La camicia miracolosa inizia ad essere trattata come una reliquia: la moglie di Laubardement sarà fra i primi beneficiari dell'oggetto: viene salvata da un parto tragico, in cui il feto muore ma lei sopravvive. Ecco cosa asserisce Jeanne nelle sue memorie a tal proposito: la camicia viene

applicata sulla malata, la quale in poco venne liberata dal bimbo morto che, secondo il giudizio dei medici, era deceduto da 7 o 8 gorni. Si aveva soggetto di credere che avrebbe fatto morire la madre, di sorta che si attribuì la guarigone a questa reliquia. Dio operò diversi miracoli per mezzo di questa reliquia di cui si potrebbe fare un libro ma sarebbe una digressione troppo lunga (f. 167)

Successivamente è la regina a chiederne l'aiuto, in occasione del parto del suo primogenito, il futuro re Luigi XIV.

Ressès continua ad esorcizzare la superiora ma con scarsi risultati: Béhémoth non cede dalla propria posizione, continua a dire che uscirà sulla tomba di Francesco di Sales dandone come prova un nome sacro inciso sulla mano sinistra. Siamo a marzo e le richieste del demone aumentano: dice che non lascerà il corpo della donna se non per mano di padre Surin. I superiori concedono alla suora di poter effettuare un viaggio fino ad Annency alla tomba di Francesco di Sales ma accettano che Surin si aggreghi alla processione solo all'ultima tappa di Lyon. La donna invece insiste che Surin debba ritornare a Loudun per fare assieme a lei il voto per il pellegrinaggio. L'opposizione dei superiori è forte ma, come già in passato, Jeanne des Anges riesce ad ottenere quello che si è prefissata: una dispensa del superiore generale dei Gesuiti permette a Surin di riprendere gli

esorcismi a Loudun. Il superiore generale in realtà è irritato ed esasperato dalla situazione: scrive a Jacquinot di vedere di pessimo occhio il favorire, da parte degli esorcisti, le manisfestazioni di devozione popolare nei confronti dell'orsolina – come il baciarne la mano, toccarne gli abiti – aspetti che hanno quasi più in comune con la superstizione pagana che con la vera fede cristiana. L'uso delle parole è interessante e mostra come il superiore non sia affatto convinto che si tratti di vere e proprie emanazioni celesti: usa il condizionale “avrebbe inciso”, “un unguento attribuito a San Giuseppe”, “le distribuiscono come autentiche reliquie” tutti termini che tradiscono un aperto scetticismo sulle asserzioni della donna. Per finire, afferma che “esse sono la fonte di molti mali”. Il superiore generale concede che Surin torni, ma a patto che gli esorcismi avvengano in privato; inoltre avanza chiari dubbi sul fatto che i diavoli si contraddicano e su “qualche nuovo progetto” della madre orsolina. Raccomanda al proprio sottoposto di imporre la massima obbedienza e di vigilare sul fatto che l'affaire venga concluso il più rapidamente possibile.
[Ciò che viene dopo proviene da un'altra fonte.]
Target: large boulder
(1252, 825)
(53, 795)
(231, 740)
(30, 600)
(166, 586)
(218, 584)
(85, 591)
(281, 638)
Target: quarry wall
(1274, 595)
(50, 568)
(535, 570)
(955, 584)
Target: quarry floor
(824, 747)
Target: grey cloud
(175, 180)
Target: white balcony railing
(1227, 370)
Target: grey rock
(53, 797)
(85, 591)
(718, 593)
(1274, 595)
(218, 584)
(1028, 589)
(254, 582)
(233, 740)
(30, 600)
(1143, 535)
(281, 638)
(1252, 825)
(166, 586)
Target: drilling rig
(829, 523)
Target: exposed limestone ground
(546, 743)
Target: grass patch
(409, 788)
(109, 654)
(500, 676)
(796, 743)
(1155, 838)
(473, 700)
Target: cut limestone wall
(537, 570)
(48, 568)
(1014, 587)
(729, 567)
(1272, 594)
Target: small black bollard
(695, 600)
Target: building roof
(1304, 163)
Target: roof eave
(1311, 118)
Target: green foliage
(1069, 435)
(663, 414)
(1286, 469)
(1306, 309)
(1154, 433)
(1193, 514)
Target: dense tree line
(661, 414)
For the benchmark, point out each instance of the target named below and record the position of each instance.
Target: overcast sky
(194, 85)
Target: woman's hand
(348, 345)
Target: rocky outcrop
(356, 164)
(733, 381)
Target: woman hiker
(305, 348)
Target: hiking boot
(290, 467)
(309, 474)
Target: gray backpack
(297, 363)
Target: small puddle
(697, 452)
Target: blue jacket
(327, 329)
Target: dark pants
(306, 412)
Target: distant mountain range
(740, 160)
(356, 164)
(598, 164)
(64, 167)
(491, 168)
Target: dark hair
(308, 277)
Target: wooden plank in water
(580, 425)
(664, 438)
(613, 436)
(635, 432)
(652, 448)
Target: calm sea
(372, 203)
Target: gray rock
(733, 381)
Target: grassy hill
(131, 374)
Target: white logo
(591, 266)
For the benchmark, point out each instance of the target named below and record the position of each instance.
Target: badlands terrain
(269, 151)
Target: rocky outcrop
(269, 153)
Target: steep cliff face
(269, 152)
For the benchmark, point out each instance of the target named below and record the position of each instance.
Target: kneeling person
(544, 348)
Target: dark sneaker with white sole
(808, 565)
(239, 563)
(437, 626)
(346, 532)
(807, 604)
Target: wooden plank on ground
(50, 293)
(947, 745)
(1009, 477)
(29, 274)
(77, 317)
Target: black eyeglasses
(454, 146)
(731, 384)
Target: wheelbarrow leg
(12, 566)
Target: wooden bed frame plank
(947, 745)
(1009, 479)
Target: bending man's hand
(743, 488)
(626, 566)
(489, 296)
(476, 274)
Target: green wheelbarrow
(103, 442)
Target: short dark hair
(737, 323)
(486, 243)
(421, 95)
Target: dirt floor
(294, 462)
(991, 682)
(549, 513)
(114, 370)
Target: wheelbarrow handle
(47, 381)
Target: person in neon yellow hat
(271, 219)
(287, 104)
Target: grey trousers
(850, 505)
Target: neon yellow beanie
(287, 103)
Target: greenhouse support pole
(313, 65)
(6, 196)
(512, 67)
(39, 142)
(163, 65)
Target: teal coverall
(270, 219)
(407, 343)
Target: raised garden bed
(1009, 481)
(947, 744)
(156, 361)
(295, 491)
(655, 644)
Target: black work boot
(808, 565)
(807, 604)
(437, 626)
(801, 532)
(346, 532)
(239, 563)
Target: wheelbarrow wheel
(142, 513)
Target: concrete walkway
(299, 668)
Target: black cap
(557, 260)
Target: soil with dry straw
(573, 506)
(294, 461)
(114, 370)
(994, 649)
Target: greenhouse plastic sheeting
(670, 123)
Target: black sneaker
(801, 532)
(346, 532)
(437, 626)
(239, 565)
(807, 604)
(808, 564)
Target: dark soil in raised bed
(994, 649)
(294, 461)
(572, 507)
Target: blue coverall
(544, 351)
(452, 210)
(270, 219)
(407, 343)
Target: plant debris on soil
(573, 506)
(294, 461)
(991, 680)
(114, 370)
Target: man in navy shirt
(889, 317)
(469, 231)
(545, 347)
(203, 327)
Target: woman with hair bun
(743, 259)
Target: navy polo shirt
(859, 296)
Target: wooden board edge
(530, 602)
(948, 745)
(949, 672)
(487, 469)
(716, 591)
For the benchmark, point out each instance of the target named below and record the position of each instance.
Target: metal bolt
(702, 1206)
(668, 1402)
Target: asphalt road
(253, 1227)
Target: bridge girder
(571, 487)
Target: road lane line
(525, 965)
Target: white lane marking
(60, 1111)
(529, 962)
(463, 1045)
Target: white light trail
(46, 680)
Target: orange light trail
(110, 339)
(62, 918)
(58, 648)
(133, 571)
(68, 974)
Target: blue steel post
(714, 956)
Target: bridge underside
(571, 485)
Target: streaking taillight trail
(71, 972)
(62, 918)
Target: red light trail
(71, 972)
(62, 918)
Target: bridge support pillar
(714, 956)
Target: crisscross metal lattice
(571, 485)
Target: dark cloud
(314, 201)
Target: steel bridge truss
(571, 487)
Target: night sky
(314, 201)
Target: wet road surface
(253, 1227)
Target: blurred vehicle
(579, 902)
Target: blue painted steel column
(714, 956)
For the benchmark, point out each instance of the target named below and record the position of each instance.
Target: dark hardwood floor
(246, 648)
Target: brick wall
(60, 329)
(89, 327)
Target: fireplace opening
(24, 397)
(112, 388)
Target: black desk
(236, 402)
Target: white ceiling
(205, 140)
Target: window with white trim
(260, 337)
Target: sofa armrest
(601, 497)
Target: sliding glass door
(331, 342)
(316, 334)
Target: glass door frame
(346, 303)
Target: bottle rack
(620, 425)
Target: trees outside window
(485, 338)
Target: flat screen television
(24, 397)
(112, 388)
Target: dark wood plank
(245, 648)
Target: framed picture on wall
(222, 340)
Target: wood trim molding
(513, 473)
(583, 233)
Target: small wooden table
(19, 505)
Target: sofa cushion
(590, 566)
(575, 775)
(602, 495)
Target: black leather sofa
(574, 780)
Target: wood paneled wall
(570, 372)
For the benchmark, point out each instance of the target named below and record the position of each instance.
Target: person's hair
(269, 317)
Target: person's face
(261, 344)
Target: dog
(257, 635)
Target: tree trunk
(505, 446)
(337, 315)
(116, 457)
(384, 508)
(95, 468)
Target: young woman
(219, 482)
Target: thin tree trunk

Jeanne è riuscita a manipolare persino le alte sfere: le sue richieste vengono ascoltate.

Il voto viene fatto dalla Belcier e Surin nella nostra cappella in presenza del Santo Sacramento (f. 171): la descrizione sembra quella di una cerimonia matrimoniale, con i due religiosi inginocchiati innanzi all'altare, fianco a fianco. È il 17 settembre 1637.

La primavera dell'anno successivo, dopo il lungo viaggio che conduce Jeanne in tour per la Francia al fine di esibire i sacri nomi, si riuniscono ad Annency, sulla tomba di Francesco de la Salle adempiendo al voto. Sarà l'ultima volta che si vedranno.